What we’re listening to today — Love

One of the great “lost” bands, Love were restored to their proper place in the Rock ‘n Roll pantheon by the CD-reissue mania of the 90s, when previously out-of-print LP recordings began to blessedly pop up en masse. For Love, and particularly with the adoring and comprehensive 1995 2-disc Rhino compilation, Love Story, this meant full access to most of their stunning catalog for the first time in decades. The effect of such wondrously original psychedelic music, with its heavy emphasis on brass and string sections, was nothing short of a revelation to the uninitiated and earned them a whole new generation of fans.

Just take a big ol’ toke on one of Love’s sublime and epic masterpieces, with the suitably trippy title “Maybe the People Would Be the Times or Between Clark and Hilldale”, to see what I’m talking about:

http://www.youtube.com/watch?v=PkbVosJFkpg

Led by the certifiable compositional genius Arthur Lee and with yeoman contributions from fellow songwriter, guitarist and vocalist Bryan MacLean, Love began by making amped up pop ravers in the style of early Stones or Kinks.

Their version of Hal David & Burt Bacharach’s “My Little Red Book” is an angular workout encapsulating their nascent sound, while the heartsick “A Message to Pretty” foreshadows the beautiful melodies that Love would soon be pursuing on a much larger scale.
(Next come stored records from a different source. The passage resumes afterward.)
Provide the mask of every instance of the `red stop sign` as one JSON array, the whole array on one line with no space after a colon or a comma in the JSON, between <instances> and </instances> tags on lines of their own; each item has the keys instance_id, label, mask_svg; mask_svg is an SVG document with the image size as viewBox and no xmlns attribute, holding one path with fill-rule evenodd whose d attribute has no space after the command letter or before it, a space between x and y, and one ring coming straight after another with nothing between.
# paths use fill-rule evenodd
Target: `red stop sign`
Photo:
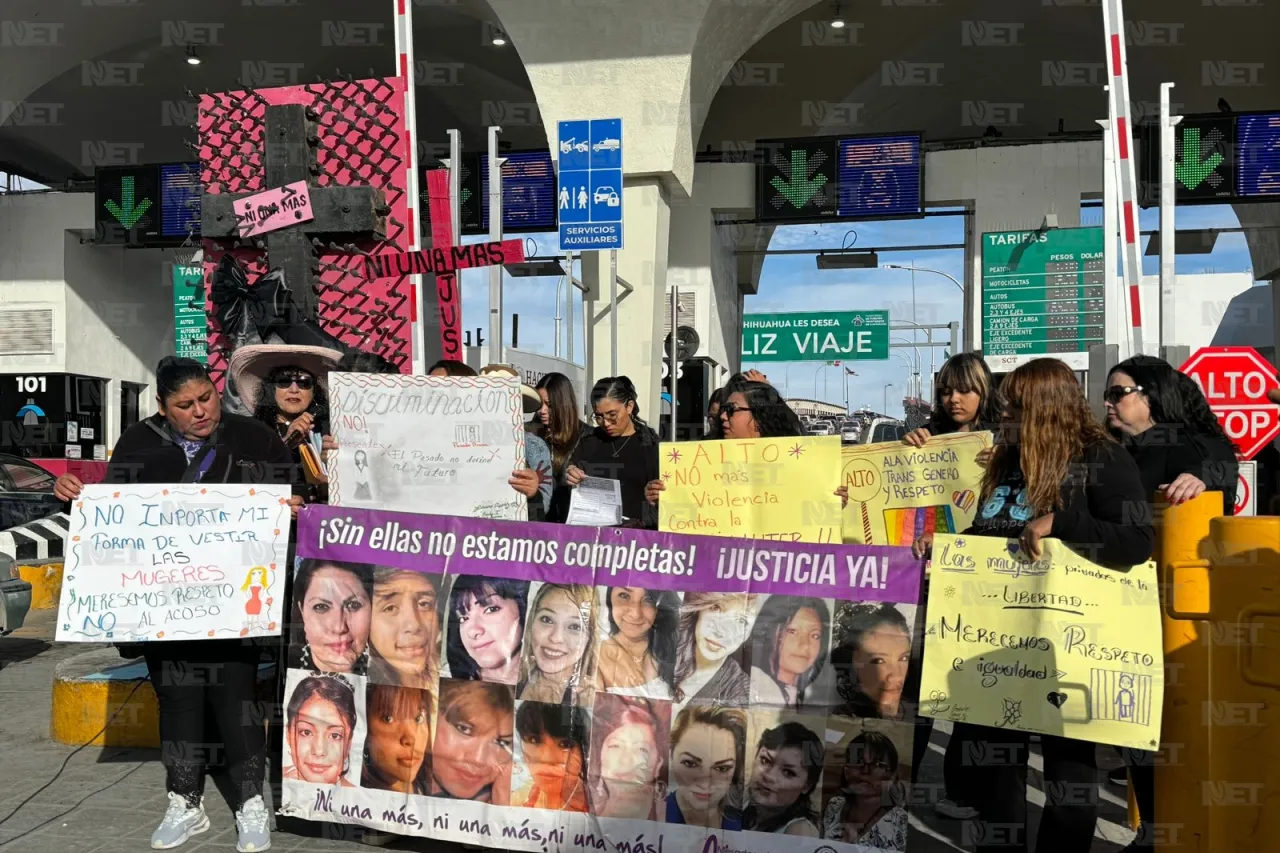
<instances>
[{"instance_id":1,"label":"red stop sign","mask_svg":"<svg viewBox=\"0 0 1280 853\"><path fill-rule=\"evenodd\" d=\"M1267 402L1280 382L1257 350L1205 347L1178 369L1200 386L1241 459L1252 459L1280 433L1280 406Z\"/></svg>"}]
</instances>

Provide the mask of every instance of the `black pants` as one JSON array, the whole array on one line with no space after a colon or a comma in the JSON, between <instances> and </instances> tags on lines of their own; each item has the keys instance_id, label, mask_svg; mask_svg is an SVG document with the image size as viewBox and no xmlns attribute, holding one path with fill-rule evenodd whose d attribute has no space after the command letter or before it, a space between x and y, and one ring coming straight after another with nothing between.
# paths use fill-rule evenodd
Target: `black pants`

Other standouts on 1966’s eponymous first album include “Can’t Explain”, “My Flash on You” and the harrowing, years-ahead-of-its-time anti-heroin song, “Signed DC”:

http://www.youtube.com/watch?v=t8pElXtwyF0

After that first excellent batch of songs, Arthur Lee and Love began to rapidly evolve into a band dedicated to ever more ambitious and sophisticated songwriting structures that stretched a 3-minute 45 rpm record to the breaking point, with demanding arrangements and complex production, in much the same way as the Beatles, the Byrds and the Beach Boys were layering their sound via increasing strata of multitracking.

This resulted in their second album, 1967’s Da Capo, and such densely produced singles as the beautiful psychedelia of “She Comes in Colors”, the flamenco-influenced “The Castle” and the apocalyptic freakout of “7 and 7 Is”:

http://www.youtube.com/watch?v=QEZcUONkz2Q

But no one could have been prepared for the quantum leap that Love made on 1968’s Forever Changes, a true rival to Pet Sounds and Sgt. Pepper’s Lonely Hearts Club Band in its ambition and artistic achievement if never in record sales. A “concept album” in the sense of its thematically expansive, orchestral sound and far out, free associative lyrics, Forever Changes captured the post-Summer of Love zeitgeist perfectly with symbolic anti-war messages and orgasmic, Gil Evans-like arrangements on songs like “Maybe the People…”, the jaw droppingly beautiful opener “Alone Again Or” , the sweet strings of “The Red Telephone” and the searing pocket epic “A House is Not a Motel”:

http://www.youtube.com/watch?v=qInF7WKOz4c

This all-time classic album ends with the stunningly complex “You Set the Scene”, here performed live by Lee during his triumphant European tour following his release from prison in the early 2000s:

http://www.youtube.com/watch?v=-pRxXHn64DM

As is too often the case in Rock history, after Forever Changes Lee and Love were never to reach such Olympian heights again, with the band going through many personnel changes including the pivotal loss of MacLean as chief collaborator. Lee also suffered from artistic malaise and brushes with the law in California, which culminated in his conviction on gun charges and mandatory incarceration under that state’s “3-strikes” sentencing, a conviction later overturned due to prosecutorial misconduct. He had one last well-deserved moment in the sun, the aforementioned “Forever Changes Tour”, where Lee recreated the entire album with a young, enthusiastic backing band complete with orchestral ensemble to rapt reception across England and Europe in 2002. After this spurred a new round of accolades, Arthur Lee was sadly diagnosed with leukemia and passed away in 2006 at the age of 61. We won’t see his like again–he was a true Rock original–but the revitalized interest in his awe-inspiring music means that Love will never be lost again.